Federal law assigns most of the responsibility for prescribing opioids to licensed practitioners, but says “a corresponding responsibility rests with the pharmacist” not to knowingly fill illegitimate prescriptions. DEA rules don’t provide specific guidelines on when a pharmacist should block a prescription written by a DEA-licensed doctor, however, other than advising them not to fill scrips that are “doubtful, questionable or suspicious.”
Some states have ordered pharmacists to fill all prescriptions written by licensed practitioners. Tennessee says the only requirement is that the prescriber has a valid DEA license, Walmart says, and the Idaho Board of Pharmacy advised pharmacists not to block all of the prescriptions written by a doctor who had been arrested on suspicion of narcotics trafficking.
The Justice Dept. also has declared all so-called “trinity” prescriptions for opioids, benzodiazepine and muscle relaxers to be illegitimate, for example, but many medical experts disagree and the Centers for Medicare Services still fills them.
Walmart said it has established systems to block prescriptions from suspicious doctors at all of its pharmacies nationwide, drawing criticism from the American Medical Association, which in a 2019 letter said “disrupted legitimate medical practices.” Some state regulators also say state law prohibits corporate headquarters from interfering in the decisions of individual pharmacists, the company said. The Texas Medical Board also met with Walmart in 2019 over concerns the company’s pharmacists were engaging in the unauthorized practice of medicine when they refused to fill opioid prescriptions or changed the dose.
The federal government’s investigation of Walmart began in 2016 with the U.S. Attorney’s Office in Eastern Texas, where prosecutors told the company in 2018 they planned to indict Walmart for failing to block all prescriptions from a suspicious local physician.
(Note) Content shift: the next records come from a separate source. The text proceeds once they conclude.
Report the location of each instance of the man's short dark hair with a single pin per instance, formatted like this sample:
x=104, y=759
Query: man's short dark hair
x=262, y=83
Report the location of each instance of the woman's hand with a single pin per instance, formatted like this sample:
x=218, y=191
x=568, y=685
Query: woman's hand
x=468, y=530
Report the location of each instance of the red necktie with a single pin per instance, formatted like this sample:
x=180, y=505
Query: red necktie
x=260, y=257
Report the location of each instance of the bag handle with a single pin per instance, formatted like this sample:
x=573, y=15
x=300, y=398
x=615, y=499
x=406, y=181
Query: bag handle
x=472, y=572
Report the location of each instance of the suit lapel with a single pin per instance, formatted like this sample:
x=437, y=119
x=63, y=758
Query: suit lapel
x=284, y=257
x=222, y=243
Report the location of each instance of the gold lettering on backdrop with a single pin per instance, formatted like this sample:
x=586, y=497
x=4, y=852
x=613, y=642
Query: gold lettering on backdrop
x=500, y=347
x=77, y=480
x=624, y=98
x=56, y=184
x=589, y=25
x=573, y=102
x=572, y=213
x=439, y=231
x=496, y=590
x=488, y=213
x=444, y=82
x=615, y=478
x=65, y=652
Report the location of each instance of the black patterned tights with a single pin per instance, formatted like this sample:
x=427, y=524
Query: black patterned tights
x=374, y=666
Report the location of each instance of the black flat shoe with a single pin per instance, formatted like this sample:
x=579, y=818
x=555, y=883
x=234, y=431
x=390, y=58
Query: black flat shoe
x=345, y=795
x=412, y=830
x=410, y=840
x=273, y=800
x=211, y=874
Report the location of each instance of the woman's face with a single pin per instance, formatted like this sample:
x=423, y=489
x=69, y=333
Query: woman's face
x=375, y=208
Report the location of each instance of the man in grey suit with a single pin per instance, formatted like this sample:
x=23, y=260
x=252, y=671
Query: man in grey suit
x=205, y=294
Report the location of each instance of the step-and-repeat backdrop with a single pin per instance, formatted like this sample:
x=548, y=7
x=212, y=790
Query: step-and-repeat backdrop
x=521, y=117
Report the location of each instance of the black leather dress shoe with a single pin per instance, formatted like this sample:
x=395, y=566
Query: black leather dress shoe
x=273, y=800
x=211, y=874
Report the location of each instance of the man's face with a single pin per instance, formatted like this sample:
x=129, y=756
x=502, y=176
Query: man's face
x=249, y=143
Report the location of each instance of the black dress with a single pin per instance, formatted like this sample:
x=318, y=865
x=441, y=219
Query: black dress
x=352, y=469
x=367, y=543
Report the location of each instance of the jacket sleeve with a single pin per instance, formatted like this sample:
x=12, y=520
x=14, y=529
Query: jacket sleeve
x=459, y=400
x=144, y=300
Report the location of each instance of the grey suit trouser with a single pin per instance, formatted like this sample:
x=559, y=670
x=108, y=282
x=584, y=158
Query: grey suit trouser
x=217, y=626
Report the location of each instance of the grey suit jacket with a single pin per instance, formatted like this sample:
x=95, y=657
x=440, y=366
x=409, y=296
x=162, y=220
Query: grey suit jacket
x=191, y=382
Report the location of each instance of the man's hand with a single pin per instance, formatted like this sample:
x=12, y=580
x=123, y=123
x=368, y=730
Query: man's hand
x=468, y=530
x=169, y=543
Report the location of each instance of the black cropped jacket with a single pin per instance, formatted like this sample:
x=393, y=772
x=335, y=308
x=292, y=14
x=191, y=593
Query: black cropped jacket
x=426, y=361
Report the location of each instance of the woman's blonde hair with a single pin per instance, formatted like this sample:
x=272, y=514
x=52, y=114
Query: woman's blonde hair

Walmart cooperated fully with the investigation but says at one point the lead prosecutor “took out her cell phone and read aloud a confidential text message” she said came from the U.S. Attorney directing her to “terminate the meeting, indict Walmart, and settle with the company after the indictment.”
“This was a clear violation of DOJ policy and professional ethics rules that prohibit the use of threat of criminal charges to extract a civil penalty,” Walmart said. One federal prosecutor said Walmart’s $1 billion in charitable contributions the prior year was evidence of what the company could pay. Walmart says it complained to Washington and in August 2018 the Justice Dept. formally declined to prosecute.
After federal prosecutors continued to investigate and threatened to leak documents they obtained in discovery to the media, the company says it filed a formal complaint.